Aims To investigate, with optical coherence tomography angiography (OCTA), short-term changes of type 1 choroidal neovascularisation (CNV), secondary to exudative age-related macular degeneration, after anti-vascular endothelial growth factor (VEGF) treatment.
Methods Patients affected by type 1 CNV treated with intravitreal anti-VEGF were consecutively enrolled. All patients underwent OCTA examination before and 48 hours after anti-VEGF treatment. Quantitative and qualitative vascular and morphological macular changes were evaluated.
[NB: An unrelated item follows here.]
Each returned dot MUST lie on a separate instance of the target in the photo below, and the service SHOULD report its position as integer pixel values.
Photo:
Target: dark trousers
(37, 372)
Results Sixteen eyes were included (11 treated with aflibercept and 5 with ranibizumab). Both CNV mean area and pigment epithelium detachment significantly reduced (p=0.0004 and p=0.0007, respectively) after treatment. Cystoid macular oedema (four eyes) decreased in all cases. Neuroretinal detachment (13 eyes) decreased in 85% of cases (11 eyes). Fine CNV vessels density decreased in 75% (12 eyes), whereas larger CNV vessels density remained stable in 66.7% (10 eyes), choroidal flow void signal (7 eyes at baseline) increased in 42.9% (3 eyes) of them and remained stable in 57.1% (4 eyes). Interoperator reproducibility for OCT examination was good for all measurements (intraclass correlation coefficient>0.65).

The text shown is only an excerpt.